Accesso ai dati personali: l’azienda deve sempre rispondere
Il diritto di accesso ai dati personali è uno strumento fondamentale per la tutela della privacy di ogni cittadino. Permette di sapere quali informazioni le aziende raccolgono su di noi e come le utilizzano. Una recente ordinanza della Corte di Cassazione ha rafforzato questo principio, chiarendo un punto cruciale: chi riceve una richiesta di accesso ha sempre l’obbligo di rispondere, anche se la risposta è negativa. Questo sposta l’onere della prova dall’individuo all’azienda, semplificando la vita a chi vuole esercitare i propri diritti.
La vicenda: una richiesta ignorata
I fatti sono semplici. Un cittadino invia una richiesta formale, tramite Posta Elettronica Certificata (PEC), a un istituto bancario. L’obiettivo è esercitare il proprio diritto di accesso per sapere quali dati personali la banca stesse trattando. La banca, però, non fornisce alcun riscontro.
Il cittadino decide quindi di rivolgersi al Tribunale per far accertare l’inadempimento della banca. Durante il processo, l’istituto di credito si difende sostenendo di non aver mai trattato alcun dato personale del richiedente. Il Tribunale, in prima battuta, dà ragione alla banca. Secondo il giudice, era il cittadino a dover dimostrare che la banca fosse effettivamente in possesso dei suoi dati. Un compito quasi impossibile, una vera e propria ‘probatio diabolica’.
L’inversione dell’onere della prova nell’accesso ai dati personali
Insoddisfatto della decisione, il cittadino ricorre in Cassazione. E qui la situazione si ribalta completamente. La Suprema Corte accoglie il ricorso, affermando un principio di diritto chiaro e fondamentale. Non è il cittadino a dover provare che l’azienda possiede i suoi dati. Al contrario, è l’azienda che, una volta ricevuta la richiesta di accesso ai dati personali, ha l’obbligo giuridico di rispondere.
La normativa europea (GDPR) è molto chiara. L’articolo 12 stabilisce che il titolare del trattamento deve fornire una risposta all’interessato ‘senza ingiustificato ritardo’ e, al più tardi, entro un mese dal ricevimento della richiesta.

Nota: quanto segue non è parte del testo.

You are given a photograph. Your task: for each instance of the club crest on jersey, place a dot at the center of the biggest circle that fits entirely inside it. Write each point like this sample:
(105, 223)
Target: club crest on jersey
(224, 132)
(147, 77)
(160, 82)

Questa risposta è dovuta sempre, anche se l’azienda non possiede alcun dato relativo al richiedente. In tal caso, la risposta sarà semplicemente negativa, ma non può essere omessa.
Le motivazioni: la tutela del cittadino prima di tutto
La Corte di Cassazione ha sottolineato che caricare il cittadino dell’onere di provare l’esistenza dei dati vanificherebbe lo scopo stesso del diritto di accesso. Se una persona dovesse già sapere quali dati sono trattati e da chi, il diritto di chiederlo perderebbe di significato. La richiesta di accesso serve proprio a scoprire informazioni che non si conoscono. Pertanto, è il destinatario della richiesta, in questo caso la banca, a dover effettuare le verifiche interne e a comunicarne l’esito. Il silenzio non è una risposta ammessa dalla legge.
Le conclusioni: un principio a favore della trasparenza
La decisione finale è stata la cassazione della sentenza precedente e il rinvio della causa al Tribunale. Quest’ultimo dovrà decidere nuovamente, ma questa volta seguendo il principio di diritto stabilito dalla Cassazione. L’azienda che riceve una richiesta di accesso ai dati personali deve sempre rispondere. In caso contrario, è inadempiente. Questa sentenza rappresenta una vittoria importante per la trasparenza e la protezione dei dati, rendendo più semplice per chiunque verificare come le proprie informazioni vengono gestite.
Se invio una richiesta di accesso ai dati a un’azienda, è obbligata a rispondermi?
Sì, la Cassazione ha stabilito che l’azienda destinataria della richiesta ha sempre l’obbligo di rispondere entro un mese, anche solo per comunicare di non possedere alcun dato.
Devo dimostrare che un’azienda ha i miei dati per poter fare richiesta di accesso?
No, non è necessario. La semplice richiesta è sufficiente per far scattare l’obbligo di risposta in capo all’azienda. L’onere della prova non è a carico del cittadino.
Cosa succede se un’azienda ignora la mia richiesta di accesso ai dati?
L’azienda commette un illecito. È possibile rivolgersi all’autorità giudiziaria o al Garante per la Protezione dei Dati Personali per far valere i propri diritti e ottenere un riscontro.